On Mon, Oct 16, 2017 at 2:10 PM, Richard Weinberger <richard@xxxxxx> wrote:
Am Montag, 16. Oktober 2017, 23:02:06 CEST schrieb Daniel Borkmann:
On 10/16/2017 10:55 PM, Richard Weinberger wrote:
Am Montag, 16. Oktober 2017, 22:50:43 CEST schrieb Daniel Borkmann:
struct task_struct *task = current;
+ task_lock(task);
strncpy(buf, task->comm, size);
+ task_unlock(task);
Wouldn't this potentially lead to a deadlock? E.g. you attach yourself
to task_lock() / spin_lock() / etc, and then the BPF prog triggers the
bpf_get_current_comm() taking the lock again ...
Yes, but doesn't the same apply to the use case when I attach to strncpy()

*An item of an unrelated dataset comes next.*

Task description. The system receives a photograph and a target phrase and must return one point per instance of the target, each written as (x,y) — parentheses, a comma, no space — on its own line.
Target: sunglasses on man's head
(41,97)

and run bpf_get_current_comm()?
You mean due to recursion? In that case trace_call_bpf() would bail out
due to the bpf_prog_active counter.
Ah, that's true.
So, when someone wants to use bpf_get_current_comm() while tracing task_lock,
we have a problem. I agree.
On the other hand, without locking the function may return wrong results.
it will surely race with somebody else setting task comm and it's fine.
all of bpf tracing is read-only, so locks are only allowed inside bpf core
bits like maps. Taking core locks like task_lock() is quite scary.
bpf scripts rely on bpf_probe_read() of all sorts of kernel fields
so reading comm here w/o lock is fine.